This doesn’t mean we’re ignoring the current circumstances. It’s okay to admit that things suck. 2020 is not going as planned. We’re all stuck in our houses, some of us faring better than others. The craziness of the world is getting tiring. We want our lives to go back to normal.
Yet… we’re still living. We can’t treat this era of our lives as dead zones. Things did happen. And odds are… at least something every week was good. We’ve got to make sure we’re noticing those moments too.
Put the List Somewhere You’ll See
I have a bulletin board next to my desk. It’s covered with pictures of my friends, the places I’ve been, funny quotes, and general chaos. And I look at this board everyday. So I’m going to put my list there.
Is there somewhere you can put a list of good things? Somewhere you’ll look often?
I’m sure after a while, I’ll stop being thankful for all the things on my list. For one, I’m thankful about Purdue, yet unsure if I’ll even get to attend a college campus in the fall. I’m thankful about Camp NaNoWriMo… but that doesn’t mean my newest novel is going well.
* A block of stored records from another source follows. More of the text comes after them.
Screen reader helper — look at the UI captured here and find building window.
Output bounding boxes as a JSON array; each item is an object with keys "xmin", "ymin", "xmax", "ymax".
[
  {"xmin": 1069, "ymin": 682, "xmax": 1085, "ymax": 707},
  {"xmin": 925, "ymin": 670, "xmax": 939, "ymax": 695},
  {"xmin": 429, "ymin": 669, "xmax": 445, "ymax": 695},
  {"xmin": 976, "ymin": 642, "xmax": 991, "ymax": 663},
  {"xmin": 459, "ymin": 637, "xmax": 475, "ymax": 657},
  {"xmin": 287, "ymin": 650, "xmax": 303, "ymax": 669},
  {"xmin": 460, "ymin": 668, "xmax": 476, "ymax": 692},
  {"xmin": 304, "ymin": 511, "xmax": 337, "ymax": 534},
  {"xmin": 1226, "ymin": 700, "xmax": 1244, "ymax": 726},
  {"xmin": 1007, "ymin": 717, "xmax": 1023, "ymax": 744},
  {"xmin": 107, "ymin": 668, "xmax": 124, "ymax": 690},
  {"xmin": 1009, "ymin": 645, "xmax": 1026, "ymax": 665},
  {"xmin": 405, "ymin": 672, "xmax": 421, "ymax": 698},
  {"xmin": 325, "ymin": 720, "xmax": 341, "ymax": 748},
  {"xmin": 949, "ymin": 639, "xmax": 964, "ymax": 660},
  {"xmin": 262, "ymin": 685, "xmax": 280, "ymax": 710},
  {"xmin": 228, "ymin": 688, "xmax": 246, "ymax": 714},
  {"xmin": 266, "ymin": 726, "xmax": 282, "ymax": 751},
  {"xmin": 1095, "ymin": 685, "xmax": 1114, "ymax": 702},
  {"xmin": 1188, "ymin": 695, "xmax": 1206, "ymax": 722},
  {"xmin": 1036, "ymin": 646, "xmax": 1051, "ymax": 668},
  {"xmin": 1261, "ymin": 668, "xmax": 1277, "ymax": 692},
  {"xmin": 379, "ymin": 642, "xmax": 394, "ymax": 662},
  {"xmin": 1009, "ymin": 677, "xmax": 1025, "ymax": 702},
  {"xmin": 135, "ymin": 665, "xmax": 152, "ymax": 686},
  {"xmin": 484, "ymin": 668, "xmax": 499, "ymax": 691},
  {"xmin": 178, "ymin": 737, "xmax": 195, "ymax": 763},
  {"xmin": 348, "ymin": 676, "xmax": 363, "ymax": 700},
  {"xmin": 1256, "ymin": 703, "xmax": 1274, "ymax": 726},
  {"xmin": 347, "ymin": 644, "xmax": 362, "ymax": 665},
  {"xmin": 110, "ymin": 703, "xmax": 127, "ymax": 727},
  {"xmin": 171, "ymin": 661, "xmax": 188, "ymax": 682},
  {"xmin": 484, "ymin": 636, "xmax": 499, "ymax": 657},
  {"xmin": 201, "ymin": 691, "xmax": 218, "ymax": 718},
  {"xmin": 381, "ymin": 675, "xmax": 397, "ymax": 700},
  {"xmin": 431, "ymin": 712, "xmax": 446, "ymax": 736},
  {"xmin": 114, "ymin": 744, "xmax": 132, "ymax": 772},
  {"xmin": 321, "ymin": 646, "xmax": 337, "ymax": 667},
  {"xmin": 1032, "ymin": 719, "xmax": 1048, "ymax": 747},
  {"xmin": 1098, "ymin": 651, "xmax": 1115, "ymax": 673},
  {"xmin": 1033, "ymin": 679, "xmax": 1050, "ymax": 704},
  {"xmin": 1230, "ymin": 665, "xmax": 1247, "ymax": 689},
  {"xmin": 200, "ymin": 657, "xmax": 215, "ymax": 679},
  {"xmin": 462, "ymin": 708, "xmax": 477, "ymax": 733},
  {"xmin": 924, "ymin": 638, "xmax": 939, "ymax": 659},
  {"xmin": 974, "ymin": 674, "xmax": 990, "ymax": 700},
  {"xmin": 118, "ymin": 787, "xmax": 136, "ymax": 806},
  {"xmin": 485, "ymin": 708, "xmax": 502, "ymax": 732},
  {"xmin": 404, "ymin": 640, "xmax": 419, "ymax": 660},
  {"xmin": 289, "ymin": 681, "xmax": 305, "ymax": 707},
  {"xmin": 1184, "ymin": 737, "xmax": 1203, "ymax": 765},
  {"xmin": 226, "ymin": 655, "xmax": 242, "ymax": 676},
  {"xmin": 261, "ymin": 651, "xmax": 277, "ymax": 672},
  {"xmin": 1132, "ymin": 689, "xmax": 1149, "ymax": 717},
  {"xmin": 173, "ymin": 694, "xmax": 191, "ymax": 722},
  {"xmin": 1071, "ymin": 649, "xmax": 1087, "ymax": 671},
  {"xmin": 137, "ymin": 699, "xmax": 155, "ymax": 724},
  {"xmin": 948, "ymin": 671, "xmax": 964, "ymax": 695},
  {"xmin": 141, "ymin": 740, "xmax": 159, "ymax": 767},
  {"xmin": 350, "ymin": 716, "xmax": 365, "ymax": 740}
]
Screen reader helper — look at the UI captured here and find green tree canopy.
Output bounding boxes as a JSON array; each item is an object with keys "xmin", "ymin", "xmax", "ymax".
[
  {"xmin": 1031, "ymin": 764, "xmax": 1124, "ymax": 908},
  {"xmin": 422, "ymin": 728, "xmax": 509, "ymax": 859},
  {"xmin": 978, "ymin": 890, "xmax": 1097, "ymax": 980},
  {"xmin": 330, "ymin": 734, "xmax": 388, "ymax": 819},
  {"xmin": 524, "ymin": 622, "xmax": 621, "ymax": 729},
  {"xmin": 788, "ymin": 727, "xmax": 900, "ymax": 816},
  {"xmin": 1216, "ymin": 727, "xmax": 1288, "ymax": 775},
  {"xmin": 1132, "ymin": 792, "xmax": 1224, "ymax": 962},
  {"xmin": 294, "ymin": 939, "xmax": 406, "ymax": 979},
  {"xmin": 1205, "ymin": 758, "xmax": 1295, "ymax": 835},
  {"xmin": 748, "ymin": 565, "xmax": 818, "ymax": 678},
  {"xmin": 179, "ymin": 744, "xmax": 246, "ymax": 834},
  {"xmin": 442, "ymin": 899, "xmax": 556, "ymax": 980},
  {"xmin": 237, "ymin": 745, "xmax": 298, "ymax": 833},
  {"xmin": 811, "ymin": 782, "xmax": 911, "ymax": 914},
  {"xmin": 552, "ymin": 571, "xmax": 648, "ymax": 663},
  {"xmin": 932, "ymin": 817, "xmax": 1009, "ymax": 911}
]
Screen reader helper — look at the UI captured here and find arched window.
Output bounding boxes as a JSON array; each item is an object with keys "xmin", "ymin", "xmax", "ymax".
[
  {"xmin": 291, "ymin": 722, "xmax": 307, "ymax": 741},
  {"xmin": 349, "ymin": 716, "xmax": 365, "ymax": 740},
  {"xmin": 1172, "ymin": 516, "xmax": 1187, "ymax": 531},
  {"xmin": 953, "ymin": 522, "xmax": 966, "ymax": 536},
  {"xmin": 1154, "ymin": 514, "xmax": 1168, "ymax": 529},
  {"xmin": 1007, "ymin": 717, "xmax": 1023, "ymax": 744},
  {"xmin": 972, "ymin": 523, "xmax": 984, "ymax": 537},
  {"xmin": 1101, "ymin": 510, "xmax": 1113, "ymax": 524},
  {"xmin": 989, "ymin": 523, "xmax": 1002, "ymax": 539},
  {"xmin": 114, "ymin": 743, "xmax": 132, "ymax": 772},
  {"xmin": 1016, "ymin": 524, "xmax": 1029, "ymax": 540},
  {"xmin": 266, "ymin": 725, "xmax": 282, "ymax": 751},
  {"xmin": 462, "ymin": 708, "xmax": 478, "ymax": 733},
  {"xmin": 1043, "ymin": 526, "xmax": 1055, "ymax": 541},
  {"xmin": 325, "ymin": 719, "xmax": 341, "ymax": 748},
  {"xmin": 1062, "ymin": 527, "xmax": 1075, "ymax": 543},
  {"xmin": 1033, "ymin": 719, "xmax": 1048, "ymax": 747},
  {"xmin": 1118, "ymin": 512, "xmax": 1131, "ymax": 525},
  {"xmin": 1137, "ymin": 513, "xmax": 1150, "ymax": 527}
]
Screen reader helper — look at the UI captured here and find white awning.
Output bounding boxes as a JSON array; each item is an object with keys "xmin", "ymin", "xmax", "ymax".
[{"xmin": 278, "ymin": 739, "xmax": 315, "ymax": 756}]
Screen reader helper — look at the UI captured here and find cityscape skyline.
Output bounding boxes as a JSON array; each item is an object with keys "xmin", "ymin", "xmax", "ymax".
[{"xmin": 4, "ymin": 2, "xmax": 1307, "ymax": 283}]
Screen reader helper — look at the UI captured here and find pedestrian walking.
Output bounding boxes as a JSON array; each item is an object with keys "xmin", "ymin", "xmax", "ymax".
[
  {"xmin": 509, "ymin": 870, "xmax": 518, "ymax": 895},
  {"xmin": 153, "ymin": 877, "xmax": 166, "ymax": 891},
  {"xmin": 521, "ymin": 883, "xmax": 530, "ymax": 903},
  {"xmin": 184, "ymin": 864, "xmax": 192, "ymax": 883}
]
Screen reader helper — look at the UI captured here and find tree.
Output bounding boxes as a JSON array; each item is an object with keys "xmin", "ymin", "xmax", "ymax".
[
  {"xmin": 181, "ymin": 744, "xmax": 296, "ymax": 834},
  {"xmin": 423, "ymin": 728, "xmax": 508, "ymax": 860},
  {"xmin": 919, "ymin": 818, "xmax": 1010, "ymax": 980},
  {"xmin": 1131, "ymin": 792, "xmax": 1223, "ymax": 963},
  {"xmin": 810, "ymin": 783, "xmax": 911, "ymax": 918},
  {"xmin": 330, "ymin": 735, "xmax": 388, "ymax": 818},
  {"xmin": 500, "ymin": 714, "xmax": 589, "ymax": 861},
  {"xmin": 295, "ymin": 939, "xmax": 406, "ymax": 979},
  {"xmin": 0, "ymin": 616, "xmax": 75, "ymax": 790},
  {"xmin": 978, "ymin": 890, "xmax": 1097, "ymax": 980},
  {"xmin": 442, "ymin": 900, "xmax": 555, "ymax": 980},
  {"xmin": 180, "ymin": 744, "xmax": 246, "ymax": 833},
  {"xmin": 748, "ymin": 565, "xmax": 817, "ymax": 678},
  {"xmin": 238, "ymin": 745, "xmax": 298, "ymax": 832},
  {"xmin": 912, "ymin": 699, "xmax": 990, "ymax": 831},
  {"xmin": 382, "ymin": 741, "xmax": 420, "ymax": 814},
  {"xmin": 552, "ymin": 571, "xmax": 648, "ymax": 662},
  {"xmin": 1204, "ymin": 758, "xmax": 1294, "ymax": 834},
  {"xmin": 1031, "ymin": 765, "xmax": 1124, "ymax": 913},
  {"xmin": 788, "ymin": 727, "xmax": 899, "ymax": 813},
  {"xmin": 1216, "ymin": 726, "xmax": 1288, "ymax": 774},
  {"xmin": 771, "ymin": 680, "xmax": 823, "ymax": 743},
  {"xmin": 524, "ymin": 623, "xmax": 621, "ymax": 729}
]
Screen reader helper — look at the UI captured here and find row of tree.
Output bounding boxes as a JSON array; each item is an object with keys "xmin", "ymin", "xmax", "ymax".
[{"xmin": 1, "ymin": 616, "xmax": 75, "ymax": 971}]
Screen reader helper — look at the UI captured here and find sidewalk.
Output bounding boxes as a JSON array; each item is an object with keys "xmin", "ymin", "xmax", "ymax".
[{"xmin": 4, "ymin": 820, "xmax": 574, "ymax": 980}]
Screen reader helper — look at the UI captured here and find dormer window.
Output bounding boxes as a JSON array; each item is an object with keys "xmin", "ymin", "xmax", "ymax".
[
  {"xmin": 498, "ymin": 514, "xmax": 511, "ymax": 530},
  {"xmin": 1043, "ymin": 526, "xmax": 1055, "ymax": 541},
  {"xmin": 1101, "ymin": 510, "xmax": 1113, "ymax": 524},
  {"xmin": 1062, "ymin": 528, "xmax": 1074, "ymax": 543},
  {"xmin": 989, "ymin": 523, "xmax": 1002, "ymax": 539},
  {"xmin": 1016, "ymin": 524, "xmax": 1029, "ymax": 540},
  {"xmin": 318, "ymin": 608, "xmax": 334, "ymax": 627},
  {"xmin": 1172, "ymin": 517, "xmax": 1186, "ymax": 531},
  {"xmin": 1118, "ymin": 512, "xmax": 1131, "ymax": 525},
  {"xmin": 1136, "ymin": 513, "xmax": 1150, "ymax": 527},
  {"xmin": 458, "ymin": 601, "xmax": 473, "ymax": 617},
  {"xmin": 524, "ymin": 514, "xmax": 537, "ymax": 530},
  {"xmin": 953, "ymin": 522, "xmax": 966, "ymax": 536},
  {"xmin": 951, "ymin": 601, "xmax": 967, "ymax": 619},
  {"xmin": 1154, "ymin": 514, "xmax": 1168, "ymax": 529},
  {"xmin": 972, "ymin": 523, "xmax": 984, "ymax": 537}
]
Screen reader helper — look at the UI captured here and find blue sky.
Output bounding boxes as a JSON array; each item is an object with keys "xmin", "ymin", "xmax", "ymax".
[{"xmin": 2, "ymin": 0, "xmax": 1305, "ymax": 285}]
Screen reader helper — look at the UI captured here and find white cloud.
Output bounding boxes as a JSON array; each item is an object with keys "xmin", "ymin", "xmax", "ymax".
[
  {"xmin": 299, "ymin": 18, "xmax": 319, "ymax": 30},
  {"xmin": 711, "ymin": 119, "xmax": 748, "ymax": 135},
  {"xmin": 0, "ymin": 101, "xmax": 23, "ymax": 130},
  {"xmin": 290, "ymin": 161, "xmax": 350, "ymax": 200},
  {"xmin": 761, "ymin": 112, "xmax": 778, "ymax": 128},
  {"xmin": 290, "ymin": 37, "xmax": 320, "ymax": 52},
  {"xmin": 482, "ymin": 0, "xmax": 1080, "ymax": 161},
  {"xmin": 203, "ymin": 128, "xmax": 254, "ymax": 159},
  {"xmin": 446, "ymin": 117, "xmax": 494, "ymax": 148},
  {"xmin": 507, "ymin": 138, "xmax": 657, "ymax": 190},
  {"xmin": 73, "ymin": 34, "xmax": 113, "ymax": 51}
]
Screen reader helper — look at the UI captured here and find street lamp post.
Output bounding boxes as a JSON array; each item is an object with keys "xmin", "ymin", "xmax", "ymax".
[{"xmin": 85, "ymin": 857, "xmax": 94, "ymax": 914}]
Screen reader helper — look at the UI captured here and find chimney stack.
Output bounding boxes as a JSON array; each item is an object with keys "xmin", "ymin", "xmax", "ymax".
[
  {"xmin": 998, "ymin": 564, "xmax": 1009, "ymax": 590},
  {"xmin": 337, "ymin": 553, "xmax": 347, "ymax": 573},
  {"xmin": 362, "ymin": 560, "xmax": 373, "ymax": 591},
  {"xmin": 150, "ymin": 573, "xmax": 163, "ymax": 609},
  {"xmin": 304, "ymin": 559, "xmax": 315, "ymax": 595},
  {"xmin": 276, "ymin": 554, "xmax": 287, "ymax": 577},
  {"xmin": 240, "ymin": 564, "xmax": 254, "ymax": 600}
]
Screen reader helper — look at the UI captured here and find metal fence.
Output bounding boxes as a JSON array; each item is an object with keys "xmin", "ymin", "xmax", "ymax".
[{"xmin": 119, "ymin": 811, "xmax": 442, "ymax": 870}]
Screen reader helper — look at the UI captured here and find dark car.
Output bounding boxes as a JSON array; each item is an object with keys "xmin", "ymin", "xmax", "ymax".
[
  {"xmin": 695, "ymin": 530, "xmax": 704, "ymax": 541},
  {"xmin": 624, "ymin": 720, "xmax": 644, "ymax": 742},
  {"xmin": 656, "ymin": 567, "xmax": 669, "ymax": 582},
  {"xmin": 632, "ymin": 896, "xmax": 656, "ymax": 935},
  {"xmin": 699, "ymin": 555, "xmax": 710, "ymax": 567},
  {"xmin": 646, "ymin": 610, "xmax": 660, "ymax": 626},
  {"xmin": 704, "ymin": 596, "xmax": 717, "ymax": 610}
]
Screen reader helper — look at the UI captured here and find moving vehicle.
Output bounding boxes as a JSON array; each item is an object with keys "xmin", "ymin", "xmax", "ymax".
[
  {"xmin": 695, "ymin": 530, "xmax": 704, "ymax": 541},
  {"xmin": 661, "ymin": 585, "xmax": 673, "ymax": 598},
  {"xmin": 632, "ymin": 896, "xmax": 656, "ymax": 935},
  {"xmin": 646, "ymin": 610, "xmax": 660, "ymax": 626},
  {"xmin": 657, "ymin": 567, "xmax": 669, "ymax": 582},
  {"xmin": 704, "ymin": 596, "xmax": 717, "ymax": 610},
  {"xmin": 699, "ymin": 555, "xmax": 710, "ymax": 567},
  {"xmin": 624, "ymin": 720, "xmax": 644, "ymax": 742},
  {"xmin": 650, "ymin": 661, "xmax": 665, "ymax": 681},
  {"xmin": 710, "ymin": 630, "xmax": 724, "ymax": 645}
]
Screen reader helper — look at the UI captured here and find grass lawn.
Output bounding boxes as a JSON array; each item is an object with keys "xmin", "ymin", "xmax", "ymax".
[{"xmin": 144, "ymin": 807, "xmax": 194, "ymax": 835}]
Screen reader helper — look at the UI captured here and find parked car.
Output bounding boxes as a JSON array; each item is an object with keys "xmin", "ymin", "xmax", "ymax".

But it’s not so much about your new perspective on those events. It’s not so much continuing to be thankful for everything on that list. It’s a reminder that good stuff has happened in 2020. And to you, specifically.
Maybe by December 31st, we’ll take a look at that list. And maybe we all give up on this list mid-June because the world blew up and everything we knew is gone. But until then… we can be thankful now. And we can remind ourselves on New Year’s Eve that we had a few moments of happiness this year. Whether it be getting into college (regardless of whether we actually get to go) or eating some really good popcorn while watching movies with your little sister.